Lex and Vicky Greensill after Prince Charles made the billionaire a Master of the British Empire.

FINANCIAL UNICORN: Former Bundy man banks a billion

A BUNDABERG born businessman, who came from humble roots as a sugar cane and sweet potato farmer, is now an international corporate giant.

Lex Greensill is set to reach over $1 billion-plus through his company, Greensill, and has been named Australia's newest financial unicorn - according to an article by The Australian Financial Review (AFR).

The Greensill company is a major international provider for supply chain finance and working capital, and are also the owners of Greensill Bank. The company, founded in 2011, is now valued at $US1.64 billion, after a $366 million investment by growth equity firm General Atlantic.

Mr Greensill told The Australian Financial Review he is proud of the accomplishments the business has made.

"The firm is still substantially owned by myself and the staff and I'm very proud of that," Mr Greensill said.

"Dozens and dozens of our employees have become millionaires on the back of this.

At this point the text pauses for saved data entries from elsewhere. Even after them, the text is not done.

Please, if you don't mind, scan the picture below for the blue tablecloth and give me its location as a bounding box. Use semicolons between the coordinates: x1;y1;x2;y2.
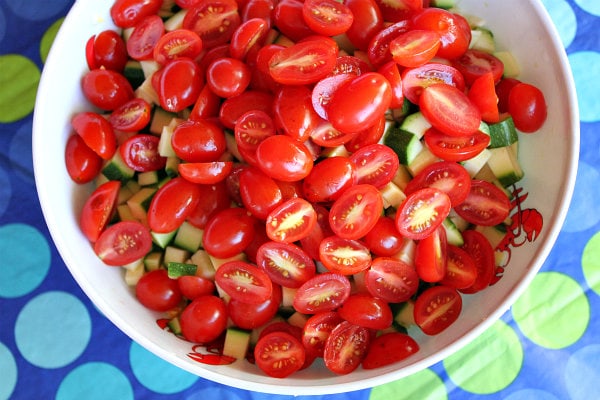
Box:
1;0;599;399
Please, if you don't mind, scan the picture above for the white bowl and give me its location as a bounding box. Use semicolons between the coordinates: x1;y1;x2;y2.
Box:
33;0;579;395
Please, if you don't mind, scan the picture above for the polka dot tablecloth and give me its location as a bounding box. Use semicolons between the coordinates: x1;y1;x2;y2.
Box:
1;0;599;399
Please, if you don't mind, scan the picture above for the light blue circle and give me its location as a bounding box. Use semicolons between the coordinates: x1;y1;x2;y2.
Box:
565;345;600;400
0;223;51;298
504;389;560;400
562;161;600;232
573;0;600;16
129;341;199;394
568;51;600;122
3;0;72;21
0;165;11;218
56;362;134;400
0;342;18;400
15;291;91;368
541;0;577;48
10;120;35;185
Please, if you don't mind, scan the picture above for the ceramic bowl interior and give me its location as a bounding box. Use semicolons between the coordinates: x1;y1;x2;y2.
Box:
33;0;579;394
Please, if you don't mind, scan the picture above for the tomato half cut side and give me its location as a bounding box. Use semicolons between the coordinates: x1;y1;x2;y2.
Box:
80;180;121;243
389;29;441;68
329;184;384;240
323;320;371;375
401;62;465;105
265;197;317;243
254;331;306;378
364;257;420;303
319;236;372;275
440;244;478;290
395;187;451;240
93;221;152;266
109;97;152;132
120;134;166;172
126;14;165;60
293;272;351;314
302;311;343;358
424;128;490;163
349;143;400;188
256;241;316;288
302;0;354;37
454;180;512;226
268;38;338;85
452;49;504;86
153;28;204;65
414;285;462;335
362;332;419;370
215;260;273;304
404;161;472;207
182;0;241;49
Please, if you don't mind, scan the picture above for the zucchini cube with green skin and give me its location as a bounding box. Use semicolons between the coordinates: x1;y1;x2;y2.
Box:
173;221;204;253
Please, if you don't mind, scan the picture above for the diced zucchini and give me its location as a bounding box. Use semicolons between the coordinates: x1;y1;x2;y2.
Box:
406;147;440;176
494;51;520;78
151;229;177;249
102;151;135;182
443;217;464;246
150;107;178;135
287;311;310;329
126;187;156;221
144;252;163;271
384;127;424;166
123;60;145;89
469;27;495;53
158;123;178;158
208;253;247;271
475;224;507;250
391;164;413;191
486;145;524;187
321;144;350;158
140;60;161;79
398;111;431;139
249;315;286;346
431;0;456;10
137;170;160;186
164;8;187;31
167;261;198;278
488;117;518;148
164;157;180;178
189;249;216;280
392;237;417;266
173;221;204;253
167;317;182;335
281;286;298;308
391;300;415;330
123;259;145;286
163;245;191;266
273;32;295;47
461;148;492;177
448;209;470;232
223;328;251;360
134;76;160;105
380;181;406;209
117;183;136;205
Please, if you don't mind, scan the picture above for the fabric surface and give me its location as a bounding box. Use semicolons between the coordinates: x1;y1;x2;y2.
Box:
1;0;599;399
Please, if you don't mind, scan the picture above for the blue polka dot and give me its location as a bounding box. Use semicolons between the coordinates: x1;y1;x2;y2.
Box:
0;165;11;218
565;345;600;400
3;0;72;21
129;341;199;394
568;51;600;123
504;389;560;400
15;291;91;368
0;342;17;400
56;362;134;400
0;223;50;298
0;7;6;42
562;161;600;232
10;120;35;185
574;0;600;16
541;0;577;48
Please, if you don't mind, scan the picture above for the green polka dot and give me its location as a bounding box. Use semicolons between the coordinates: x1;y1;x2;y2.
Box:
443;320;522;395
0;55;40;123
40;18;65;64
370;368;447;400
512;272;589;349
582;232;600;295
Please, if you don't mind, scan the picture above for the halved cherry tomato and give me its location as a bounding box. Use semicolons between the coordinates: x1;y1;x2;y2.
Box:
323;320;370;374
389;29;441;68
375;0;422;22
328;184;383;240
411;7;471;60
109;98;152;132
401;62;465;105
178;161;234;184
362;216;405;257
414;225;447;282
120;134;166;172
364;257;420;303
420;83;481;137
302;0;354;36
256;241;316;288
273;85;321;142
239;166;283;219
153;29;204;65
268;38;338;85
215;260;273;304
135;269;182;312
265;197;317;243
362;332;419;369
228;284;282;329
86;30;128;71
454;179;511;226
229;17;269;60
178;275;216;300
338;293;392;330
350;143;399;188
507;82;548;133
190;85;222;120
293;272;351;314
171;119;227;163
495;77;521;113
79;180;121;243
302;156;356;203
180;295;228;343
309;120;357;148
468;72;501;123
311;74;354;120
319;236;372;275
234;110;276;160
186;182;231;229
414;285;462;335
424;127;491;162
93;221;152;266
343;115;387;152
219;90;274;129
81;68;134;111
203;207;257;258
452;49;504;86
206;57;252;98
254;331;306;378
64;134;103;184
404;161;472;207
126;15;164;60
367;19;412;68
395;187;451;240
182;0;241;49
273;0;314;42
377;61;404;109
255;134;314;182
440;244;478;289
71;111;117;160
459;229;496;294
110;0;163;28
302;311;343;358
156;57;204;112
147;177;202;233
344;0;383;51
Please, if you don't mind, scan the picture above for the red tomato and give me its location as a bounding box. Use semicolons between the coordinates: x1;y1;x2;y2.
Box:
350;143;399;188
153;29;204;65
367;19;412;68
171;119;227;163
274;85;321;142
234;110;276;162
180;295;228;343
273;0;314;42
256;241;316;288
343;114;386;152
135;269;182;311
182;0;241;49
86;30;128;71
311;75;354;120
64;134;103;184
331;55;371;76
344;0;383;51
414;285;462;335
178;161;233;184
390;29;441;68
454;180;511;226
302;0;354;36
215;260;273;304
309;119;357;148
377;61;404;109
375;0;422;22
120;134;166;172
239;166;283;219
268;38;338;85
109;98;152;132
338;293;392;330
255;135;314;182
241;0;275;27
230;17;269;60
190;85;222;120
254;332;306;378
329;184;383;240
452;49;504;86
156;57;204;112
404;161;472;207
147;177;202;233
186;182;231;229
401;62;465;105
459;229;496;294
468;72;501;123
126;15;164;60
364;257;420;303
362;332;419;369
328;72;392;134
414;225;447;282
265;197;317;243
495;77;521;113
319;236;372;275
79;180;120;243
206;57;252;98
411;7;471;60
323;320;370;374
424;128;490;162
420;83;481;137
293;272;351;314
228;284;282;329
71;111;117;160
302;311;343;358
203;207;257;258
507;82;548;133
81;68;134;111
177;275;216;300
362;216;405;257
440;244;478;289
219;90;274;129
93;221;152;266
395;187;451;240
302;156;357;203
110;0;163;28
299;204;334;260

"We weren't looking to raise at all. General Atlantic approached us and the strength of their experience in multiple markets where we're looking to grow, combined with the capital and expertise, made it worthwhile. But there are no plans to raise again or do an initial public offering."

In February, the home-grown business tycoon was named a Commander of the Order of the British Empire by Prince Charles at Buckingham Palace for services to the British economy.

The AFR said Mr Greensill and his brother Peter - who still runs and operates the family sugar and sweet potato farm in Bundaberg, and sits on the board of Greensill - are now "collectively billionaires".

Mr Greensill told the AFR he started his business after he became "frustrated with the big banks' inability to adopt new technologies quickly".

The profitable company is now experiencing a growth of 300 per cent per year, and has this year provided more than $3 billion in working capital to businesses.

Despite the success, Mr Greensill says he is still a "farmer at heart", and visits Bundaberg and his family often.

"I'm a farmer at heart. I don't think of myself as a corporate titan," he told the AFR.